M3 Ultra has 819GB/s, and a single epyc cpu with 12 channels has 460GB/s. As far as I know, llama.cpp and friends don’t scale across multiple sockets so you can’t use a dual socket Turin system to match the M3 Ultra.
Also, 32GB DDR5 RDIMMS are ~200, so that’s 5K for 24 right there. Then you need 2x CPUs, at ~1K for the cheapest, and you need 2, and then a motherboard that’s another 1K. So for 8K (more, given you need a case, power supply, and cooling!), you get a system with about half the memory bandwidth, much higher power consumption, and very large.
Partial correction, an Epyc CPU with 12 channels has 576 GB/s, i.e. DDR5-6000 x 768 bits. That is 70% of the Apple memory bandwidth, but with possibly much more memory (768 GB in your example).
You do not need 2 CPUs. If however you use 2 CPUs, then the memory bandwidth doubles, to 1152 GB/s, exceeding Apple by 40% in memory bandwidth. The cost of the memory would be about the same, by using 16 GB modules, but the MB would be more expensive and the second CPU would add to the price.
Perhaps this is incorrect now, but I also know with 2x 4090s you don’t get higher tokens per second than 1x 4090 with llama.cpp, just more memory capacity.
(All if this only applies to llama.cpp, I have no experience with other software and how memory bandwidth may scale across sockets)
The memory bandwidth does double, but in order to exploit it the program must be written and executed with care in the memory placement, taking into account NUMA, so that the cores should access mostly memory attached to the closest memory controller and not memory attached to the other socket.
With a badly organized program, the performance can be limited not by the memory bandwidth, which is always exactly double for a dual-socket system, but by the transfers on the inter-socket links.
Moreover, your link is about older Intel Xeon Sapphire Rapids CPUs, with inferior memory interfaces and with more quirks in memory optimization.
about the scaling of llama.cpp and DeepSeek on some dual-socket AMD systems.
While it was rather tricky, after many experiments they have obtained an almost double speed on two sockets, especially on AMD Turin.
However, if you look at the actual benchmark data, that must be much lower than what is really possible, because their test AMD Turin system (named there P1) had only two thirds of the memory channels populated, i.e. performance limited by memory bandwidth could be increased by 50%, and they had 16-core CPUs, so performance limited by computation could be increased around 10 times.
CPUs do not have enough compute typically.
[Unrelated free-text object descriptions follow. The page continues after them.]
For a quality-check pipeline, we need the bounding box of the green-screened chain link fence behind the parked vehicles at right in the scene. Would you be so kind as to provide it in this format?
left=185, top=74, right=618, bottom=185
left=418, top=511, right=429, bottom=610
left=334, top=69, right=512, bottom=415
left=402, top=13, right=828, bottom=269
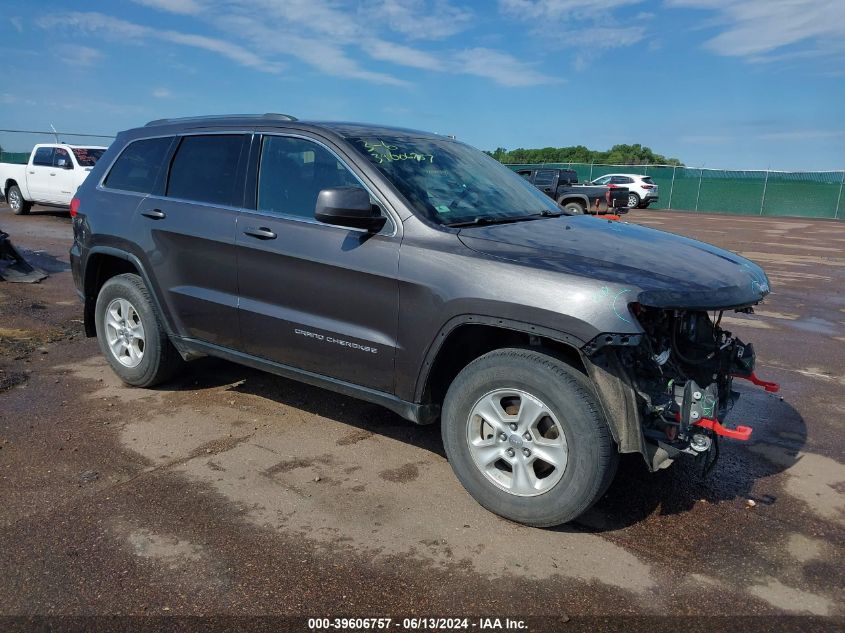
left=507, top=163, right=845, bottom=219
You'll be compute bottlenecked before bandwidth if the model is large enough.
Time to first token, context length, and tokens/s are significantly inferior on CPUs when dealing with larger models even if the bandwidth is the same.
One big server CPUs can have a computational capability similar to a mid-range desktop NVIDIA GPU.
When used for ML/AI applications, a consumer GPU has much better performance per dollar.
Nevertheless, when it is desired to use much more memory than in a desktop GPU, a dual-socket server can have higher memory bandwidth than most desktop GPUs, i.e. more than an RTX 4090, and a computational capability that for FP32 could exceed an RTX 4080, but it would be slower for low-precision data where the NVIDIA tensor cores can be used.
True, but I have compared the FP32 used in graphics computations because for that the throughput information is easily available.
Both CPUs (with the BF16 instructions and with the VNNI instructions for INT8 inference) and the GPUs have a higher throughput for lower precision data types than for FP32, but the exact acceleration factors are hard to find.
The Intel server CPUs have the advantage vs. AMD that they also have the AMX matrix instructions, which are intended to compete for inference applications with the NVIDIA tensor cores, but the Intel CPUs are much more expensive for a number of cores big enough to be competitive with GPUs.
The bandwidth difference likely doesn't make a difference though. Benchmarks of Apple Silicon show that the compute bottlenecks far before running out of bandwidth, even when fully loading all CPU cores, the GPU, etc.
Also, 32GB DDR5 RDIMMS are ~200, so that’s 5K for 24 right there. Then you need 2x CPUs, at ~1K for the cheapest, and you need 2, and then a motherboard that’s another 1K. So for 8K (more, given you need a case, power supply, and cooling!), you get a system with about half the memory bandwidth, much higher power consumption, and very large.